Blaine only needs to see the way Cody curls against the wall, almost clawing at it in a desperate attempt to even climb it if it helps him get as far away as possible, shaking, wailing, terrified, to decide what to do.

He turns around, and reaches out for William. His hand closes tightly around his neck, and despite the fact that, slim as he is, he certainly isn’t fragile nor skinny, his bones feels thin like sticks under his fingertips.

“What—” William tries, but Blaine’s fingers tighten their grip around his throat and cut his breath, as he gets easily lifted up in the air, his legs kicking aimlessly and his hands desperately hitting Blaine’s as he tries to make him let go of him.

“Blaine!” Leo calls out, but he shuts up instantly when he sees Blaine’s skin glowing golden.

“What the hell…?” Adam says, astonished, and when Cody jumps up from the bed, standing still in front of it with his arms rigid and his fists clutched down his sides, he asks “You know what it is?”

“He knows,” Blaine answers. His eyes are red as fire, now, and the glow emanating from his skin is warm as sunlight, “It’s the power you gave me, pet. I’m using it to pay you back.”

“Wait—” the kid says in a strangled whisper, eyes filled with that bottomless fear, so typical of children, the one that would make you adore the hand that hits you just because you know nothing else, just because you fear that, once it’s gone, there’s going to be nothing else for you.

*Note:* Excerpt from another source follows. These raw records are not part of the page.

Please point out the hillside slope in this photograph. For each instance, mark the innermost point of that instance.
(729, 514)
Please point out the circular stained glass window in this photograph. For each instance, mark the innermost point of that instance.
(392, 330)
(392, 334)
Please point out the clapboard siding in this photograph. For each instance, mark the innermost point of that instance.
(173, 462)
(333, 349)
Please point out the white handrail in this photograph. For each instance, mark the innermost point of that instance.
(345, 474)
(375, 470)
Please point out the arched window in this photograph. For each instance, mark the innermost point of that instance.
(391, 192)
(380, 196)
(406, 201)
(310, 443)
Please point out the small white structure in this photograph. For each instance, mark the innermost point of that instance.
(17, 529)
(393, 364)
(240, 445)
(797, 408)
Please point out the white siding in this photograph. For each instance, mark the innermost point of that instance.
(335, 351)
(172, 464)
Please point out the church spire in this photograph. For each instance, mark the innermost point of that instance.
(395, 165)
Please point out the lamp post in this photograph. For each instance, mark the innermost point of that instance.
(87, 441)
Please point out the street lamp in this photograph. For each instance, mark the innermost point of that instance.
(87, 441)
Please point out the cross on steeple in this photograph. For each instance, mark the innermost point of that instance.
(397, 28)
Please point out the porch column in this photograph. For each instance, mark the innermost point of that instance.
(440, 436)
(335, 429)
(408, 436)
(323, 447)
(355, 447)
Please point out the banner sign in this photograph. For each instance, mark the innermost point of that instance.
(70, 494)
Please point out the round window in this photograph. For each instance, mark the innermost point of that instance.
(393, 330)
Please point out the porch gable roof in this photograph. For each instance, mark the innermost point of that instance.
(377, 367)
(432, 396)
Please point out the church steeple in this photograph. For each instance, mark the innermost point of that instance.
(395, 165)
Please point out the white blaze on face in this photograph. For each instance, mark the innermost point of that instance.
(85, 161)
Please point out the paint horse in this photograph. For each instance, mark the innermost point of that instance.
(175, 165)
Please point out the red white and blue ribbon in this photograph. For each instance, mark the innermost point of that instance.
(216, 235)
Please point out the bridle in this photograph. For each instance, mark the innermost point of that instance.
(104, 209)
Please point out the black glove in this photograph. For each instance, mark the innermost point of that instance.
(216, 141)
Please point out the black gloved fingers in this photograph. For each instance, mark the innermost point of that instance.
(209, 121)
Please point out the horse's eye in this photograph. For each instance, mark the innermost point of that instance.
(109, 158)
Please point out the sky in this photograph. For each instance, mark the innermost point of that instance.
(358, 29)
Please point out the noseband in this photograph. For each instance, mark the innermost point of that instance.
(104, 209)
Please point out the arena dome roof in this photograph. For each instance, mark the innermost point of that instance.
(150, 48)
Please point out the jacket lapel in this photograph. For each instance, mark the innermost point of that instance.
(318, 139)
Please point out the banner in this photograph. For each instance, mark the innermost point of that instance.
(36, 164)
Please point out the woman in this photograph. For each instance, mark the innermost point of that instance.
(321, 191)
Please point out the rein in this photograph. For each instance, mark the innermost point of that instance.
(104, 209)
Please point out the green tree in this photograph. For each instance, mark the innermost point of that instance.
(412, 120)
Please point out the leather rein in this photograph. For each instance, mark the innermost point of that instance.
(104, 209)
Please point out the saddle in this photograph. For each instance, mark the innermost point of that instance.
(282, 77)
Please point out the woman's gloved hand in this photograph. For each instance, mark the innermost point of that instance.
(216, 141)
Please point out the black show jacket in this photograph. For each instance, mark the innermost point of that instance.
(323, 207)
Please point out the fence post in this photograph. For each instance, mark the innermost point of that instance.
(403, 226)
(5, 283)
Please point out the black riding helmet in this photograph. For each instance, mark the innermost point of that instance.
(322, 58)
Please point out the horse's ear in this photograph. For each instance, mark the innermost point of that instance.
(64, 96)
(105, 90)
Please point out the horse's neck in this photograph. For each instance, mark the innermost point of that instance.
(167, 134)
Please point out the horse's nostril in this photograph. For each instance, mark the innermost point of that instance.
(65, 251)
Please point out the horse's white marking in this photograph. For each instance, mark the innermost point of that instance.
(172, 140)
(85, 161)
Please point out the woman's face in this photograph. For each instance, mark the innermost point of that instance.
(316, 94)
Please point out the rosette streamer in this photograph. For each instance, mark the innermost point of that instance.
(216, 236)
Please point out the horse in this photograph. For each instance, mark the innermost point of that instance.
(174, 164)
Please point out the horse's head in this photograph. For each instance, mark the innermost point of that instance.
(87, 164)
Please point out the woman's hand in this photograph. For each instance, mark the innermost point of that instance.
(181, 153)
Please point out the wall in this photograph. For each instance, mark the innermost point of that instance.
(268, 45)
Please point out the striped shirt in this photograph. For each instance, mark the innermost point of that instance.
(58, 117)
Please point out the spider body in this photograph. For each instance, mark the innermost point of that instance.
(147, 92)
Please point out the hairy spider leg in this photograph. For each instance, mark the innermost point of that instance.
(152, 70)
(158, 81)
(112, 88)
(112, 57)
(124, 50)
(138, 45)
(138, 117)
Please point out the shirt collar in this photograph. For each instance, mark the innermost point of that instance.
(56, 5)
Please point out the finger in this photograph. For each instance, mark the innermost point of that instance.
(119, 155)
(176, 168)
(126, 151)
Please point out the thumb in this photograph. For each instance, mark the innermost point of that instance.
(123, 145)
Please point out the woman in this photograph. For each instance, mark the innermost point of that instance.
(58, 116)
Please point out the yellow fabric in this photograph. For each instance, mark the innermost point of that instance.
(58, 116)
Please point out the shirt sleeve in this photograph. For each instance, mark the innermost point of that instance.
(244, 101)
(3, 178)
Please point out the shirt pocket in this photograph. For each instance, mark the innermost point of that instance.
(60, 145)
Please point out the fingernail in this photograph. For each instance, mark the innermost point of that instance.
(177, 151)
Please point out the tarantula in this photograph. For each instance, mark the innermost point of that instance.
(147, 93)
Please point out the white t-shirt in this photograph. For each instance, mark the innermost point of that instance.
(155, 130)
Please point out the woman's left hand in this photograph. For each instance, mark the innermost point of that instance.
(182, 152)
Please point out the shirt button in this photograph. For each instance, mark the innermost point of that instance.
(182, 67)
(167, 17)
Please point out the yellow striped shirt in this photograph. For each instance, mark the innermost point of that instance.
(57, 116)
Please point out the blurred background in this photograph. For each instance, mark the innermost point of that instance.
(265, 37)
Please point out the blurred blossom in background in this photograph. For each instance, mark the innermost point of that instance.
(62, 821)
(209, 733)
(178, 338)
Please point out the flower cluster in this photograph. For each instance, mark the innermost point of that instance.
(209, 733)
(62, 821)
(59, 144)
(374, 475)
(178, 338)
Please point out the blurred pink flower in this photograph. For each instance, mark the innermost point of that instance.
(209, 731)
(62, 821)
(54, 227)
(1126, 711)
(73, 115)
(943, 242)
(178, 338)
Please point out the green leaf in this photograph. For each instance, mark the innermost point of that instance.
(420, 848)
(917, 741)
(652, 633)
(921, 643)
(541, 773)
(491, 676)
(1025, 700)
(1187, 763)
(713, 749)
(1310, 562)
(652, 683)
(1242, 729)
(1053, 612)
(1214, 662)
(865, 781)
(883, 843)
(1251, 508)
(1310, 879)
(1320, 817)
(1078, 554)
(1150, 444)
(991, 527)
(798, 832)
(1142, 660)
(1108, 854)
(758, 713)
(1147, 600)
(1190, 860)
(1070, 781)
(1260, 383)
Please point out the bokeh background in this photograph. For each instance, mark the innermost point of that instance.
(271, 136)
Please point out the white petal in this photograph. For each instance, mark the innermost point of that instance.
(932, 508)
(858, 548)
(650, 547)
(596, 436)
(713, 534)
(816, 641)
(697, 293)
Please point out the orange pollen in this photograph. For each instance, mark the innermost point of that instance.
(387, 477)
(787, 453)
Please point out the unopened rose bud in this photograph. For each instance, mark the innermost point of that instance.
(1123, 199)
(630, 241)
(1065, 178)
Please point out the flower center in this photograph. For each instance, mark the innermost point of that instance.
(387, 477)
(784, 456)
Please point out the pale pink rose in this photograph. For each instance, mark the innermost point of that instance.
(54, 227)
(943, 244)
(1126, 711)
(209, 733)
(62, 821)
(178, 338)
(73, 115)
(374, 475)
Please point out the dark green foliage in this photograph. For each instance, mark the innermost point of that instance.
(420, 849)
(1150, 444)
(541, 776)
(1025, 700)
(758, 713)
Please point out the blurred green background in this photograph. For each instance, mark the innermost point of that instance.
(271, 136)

But Blaine doesn’t wait. His fingers close violently around William’s neck, snapping it with an ugly cracking sound. William falls to the ground, gargling blood for a couple of seconds, his whole body convulsing restlessly until it moves no more. His open eyes are left to stare into the void, and Cody stares into them, and he feels faint, and he drops to his knees and screams, so hard and for so long that, when he’s done, the other kids’ ears are ringing.

He stays crouched on the dirty floor, his hands closed in fists, his small shoulders shaking with sobs. Blaine walks to him, but he doesn’t kneel beside him, he doesn’t even touch him.

“You’re on your own, now,” he says, the glowing light of his skin slowly fading away, “I’m gonna ask you one last time, so make it the correct answer. Do you want to come with us?”

Cody looks up at him, breathing heavily. There’s a lost expression on his face, but there are no tears in his eyes.

*
Cody’s shoulders are already red and showing freckles, and they’ve only been on the road an hour. “We’re gonna have to find him something else to wear,” Annie muses, looking at him, “I don’t think we have something that fits him, right now. I think he’s got a thinner waistline than I have, I’m kinda jealous.”

“He’ll thicken up,” Blaine smiles fondly as he takes off his shirt and wraps it around Cody’s shoulders. It’s so big on him that it almost looks like a cloak. “How does the world look, pet?” he asks curiously.

Cody smiles excitedly, casting eager, hungry looks all around himself, to the road, the mountains on the horizon, the quiet river alive with fishes and a thousand other water animals they’re following. “Different than the last time I saw it,” he answers with a small chuckle.

“When was it?” Leo asks in a bored, forced voice, looking away. He’s trying very, very hard not to show any interest, but Blaine knows better.

“Um, when William bought me, I guess,” Cody answers with a small, embarrassed smile, “Ten years ago, more or less.”

“That’s a lot of time,” Adam comments, casting him a suspicious look, “So you were free, before?”

“I suppose,” Cody nods, “But I didn’t see much of the world back then either. I lived in a convent.”

“What?” Leo snorts, looking at him in shock, “What kind of nuns sell a child to a man like that?!”

“Um,” Cody, mutters, blushing and looking down, “I suppose… not very pleasant ones,” he says.

Blaine squeezes his shoulder, laughing out loud in amusement.

The road goes on in a straight line for miles in front of them. It’s surprisingly reassuring.